O projeto de lei acabou não sendo aprovado, mas Merz incluiu em sua lista de prioridades num eventual governo a implementação da medida — algo que também assusta muitos imigrantes.
“Ver CDU compartilhando ideias com a AfD preocupou muita gente. Quando vi as notícias sobre isso só consegui pensar ‘nossa, agora ferrou'”, conta Gabriela Badain.
A estudante relata ainda uma inquietação entre colegas estrangeiros que vivem na Alemanha com visto de estudante. “Já estive em várias conversas em que a ideia de terminar o mestrado em outro país surgiu”, diz.
Ela mesma afirma estar preocupada com seu futuro. “Trabalho meio período como professora de alemão para crianças imigrantes e não sei o quanto essa intolerância crescente pode afetar meu trabalho ou a busca por outras vagas”, afirma.
Por tudo isso, Gabriela afirma que pretende deixar a Alemanha caso a sensação de insegurança e a hostilidade em relação aos imigrantes cresça ainda mais.
“As pessoas imigrantes já passam por muitas dificuldades e desafios por não estarem no próprio país. Então se eu me sentir ameaçada, mesmo eu estando em um lugar de privilégio, me faria não querer continuar morando nesse país — e eu acho que muitas pessoas do meu círculo também se sentem assim.”

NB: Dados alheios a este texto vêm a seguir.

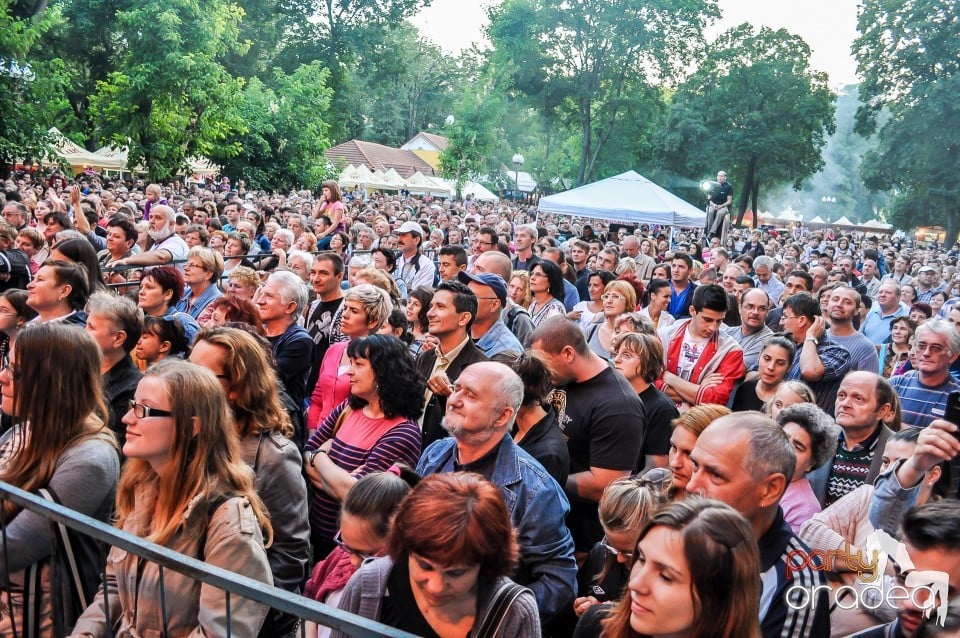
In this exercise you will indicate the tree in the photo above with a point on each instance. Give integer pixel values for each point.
(754, 108)
(31, 90)
(170, 97)
(286, 131)
(909, 57)
(473, 137)
(583, 62)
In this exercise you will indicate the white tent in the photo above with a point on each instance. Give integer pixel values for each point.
(628, 197)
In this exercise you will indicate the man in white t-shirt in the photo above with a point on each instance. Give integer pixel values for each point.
(167, 245)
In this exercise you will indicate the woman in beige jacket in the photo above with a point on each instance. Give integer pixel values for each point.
(186, 487)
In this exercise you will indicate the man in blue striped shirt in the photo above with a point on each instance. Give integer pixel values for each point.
(923, 392)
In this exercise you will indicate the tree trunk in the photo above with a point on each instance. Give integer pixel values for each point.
(747, 189)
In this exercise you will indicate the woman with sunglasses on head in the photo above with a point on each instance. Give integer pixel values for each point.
(618, 297)
(625, 507)
(546, 286)
(243, 367)
(64, 447)
(372, 430)
(365, 519)
(184, 486)
(446, 573)
(696, 573)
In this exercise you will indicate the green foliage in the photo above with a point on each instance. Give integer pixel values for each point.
(909, 56)
(588, 64)
(286, 131)
(754, 108)
(170, 97)
(31, 90)
(473, 137)
(403, 85)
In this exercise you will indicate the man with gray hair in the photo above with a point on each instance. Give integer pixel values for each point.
(923, 392)
(280, 302)
(167, 245)
(479, 414)
(746, 460)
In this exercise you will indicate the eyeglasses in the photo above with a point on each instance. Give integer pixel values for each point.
(142, 411)
(338, 539)
(614, 551)
(934, 348)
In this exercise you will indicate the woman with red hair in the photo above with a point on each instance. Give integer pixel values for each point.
(448, 556)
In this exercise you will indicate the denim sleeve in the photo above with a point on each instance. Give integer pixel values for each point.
(891, 501)
(547, 549)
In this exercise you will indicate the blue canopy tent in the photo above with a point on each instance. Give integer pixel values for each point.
(628, 197)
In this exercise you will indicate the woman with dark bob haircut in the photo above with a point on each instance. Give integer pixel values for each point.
(449, 555)
(373, 429)
(709, 551)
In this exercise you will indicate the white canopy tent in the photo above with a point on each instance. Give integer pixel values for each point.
(628, 197)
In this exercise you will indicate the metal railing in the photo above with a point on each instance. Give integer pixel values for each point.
(232, 583)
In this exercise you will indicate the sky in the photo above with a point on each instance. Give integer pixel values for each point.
(828, 26)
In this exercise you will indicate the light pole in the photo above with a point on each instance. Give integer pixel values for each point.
(828, 201)
(517, 163)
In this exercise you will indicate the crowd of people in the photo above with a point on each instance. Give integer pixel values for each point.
(464, 419)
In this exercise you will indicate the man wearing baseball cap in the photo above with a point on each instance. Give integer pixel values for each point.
(412, 266)
(488, 330)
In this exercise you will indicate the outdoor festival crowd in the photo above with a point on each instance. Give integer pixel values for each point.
(461, 418)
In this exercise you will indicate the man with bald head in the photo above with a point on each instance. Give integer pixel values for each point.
(479, 414)
(167, 246)
(746, 460)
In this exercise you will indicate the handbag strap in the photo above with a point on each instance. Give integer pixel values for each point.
(497, 610)
(71, 560)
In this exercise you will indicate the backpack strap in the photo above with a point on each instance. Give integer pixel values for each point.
(497, 609)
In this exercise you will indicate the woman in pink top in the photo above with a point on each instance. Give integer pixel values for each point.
(365, 308)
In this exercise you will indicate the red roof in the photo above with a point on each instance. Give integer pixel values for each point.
(378, 156)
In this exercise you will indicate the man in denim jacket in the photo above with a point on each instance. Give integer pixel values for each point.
(479, 413)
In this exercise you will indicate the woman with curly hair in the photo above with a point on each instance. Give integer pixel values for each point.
(696, 572)
(449, 556)
(372, 430)
(417, 306)
(364, 311)
(518, 289)
(184, 486)
(244, 370)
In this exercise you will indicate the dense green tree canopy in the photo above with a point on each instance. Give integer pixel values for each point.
(585, 64)
(754, 108)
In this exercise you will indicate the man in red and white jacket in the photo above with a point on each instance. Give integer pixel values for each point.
(702, 364)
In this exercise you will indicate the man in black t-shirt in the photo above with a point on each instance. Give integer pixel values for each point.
(323, 317)
(601, 416)
(719, 200)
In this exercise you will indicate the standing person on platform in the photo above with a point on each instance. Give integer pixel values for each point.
(602, 417)
(719, 200)
(681, 288)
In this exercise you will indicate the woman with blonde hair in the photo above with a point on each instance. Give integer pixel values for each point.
(625, 507)
(687, 428)
(61, 446)
(640, 360)
(696, 572)
(618, 297)
(184, 486)
(365, 309)
(518, 289)
(242, 365)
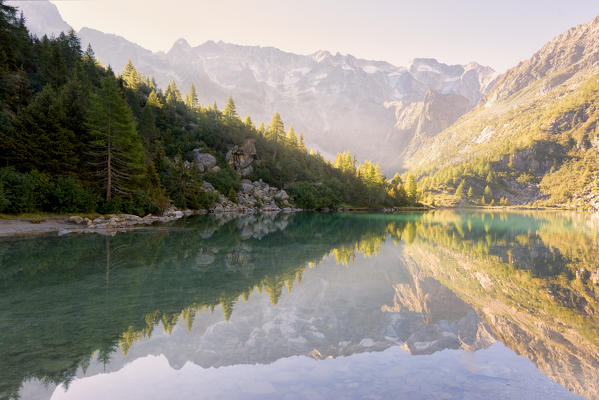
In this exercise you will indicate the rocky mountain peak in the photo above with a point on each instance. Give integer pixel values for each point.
(42, 17)
(566, 55)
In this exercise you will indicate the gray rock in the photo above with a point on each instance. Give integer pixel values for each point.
(208, 186)
(205, 160)
(247, 188)
(76, 219)
(281, 195)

‘Única esperança é saber que não são maioria’
Luciano Luz, 38, trabalha como entregador de comida por aplicativo desde que se mudou para a cidade alemã de Mannheim há seis anos. O paranaense não nega já ter sido tratado de forma diferente em seu dia a dia apenas por ser imigrante.
Ele relata ao menos dois episódios em que se sentiu desrespeitado durante o trabalho. Em uma dessas ocasiões, estava pedalando sua bicicleta quando um carro se aproximou e o passageiro arremessou um copo de água com gelo em suas costas.
“Quase 100% dos entregadores de aplicativo na minha cidade são imigrantes e não havia outro motivo para fazerem isso”, conta. “Foi a primeira vez que senti medo por conta dessa onda anti-imigração.”
Natural de Foz do Iguaçu, Luciano imigrou para a Alemanha para ficar mais perto da única filha, nascida de um relacionamento com uma mulher alemã que ele conheceu quando ainda morava no Brasil.
Mas apesar de ter sido ele mesmo vítima de preconceito, compartilha que está cada vez mais cultivando um sentimento de apatia diante do crescimento da direita radical.
“Evito carregar comigo o sentimento de medo ou raiva diante de tudo que está acontecendo, porque não tem o que eu possa fazer e pensar demais nisso só vai me adoecer”, diz.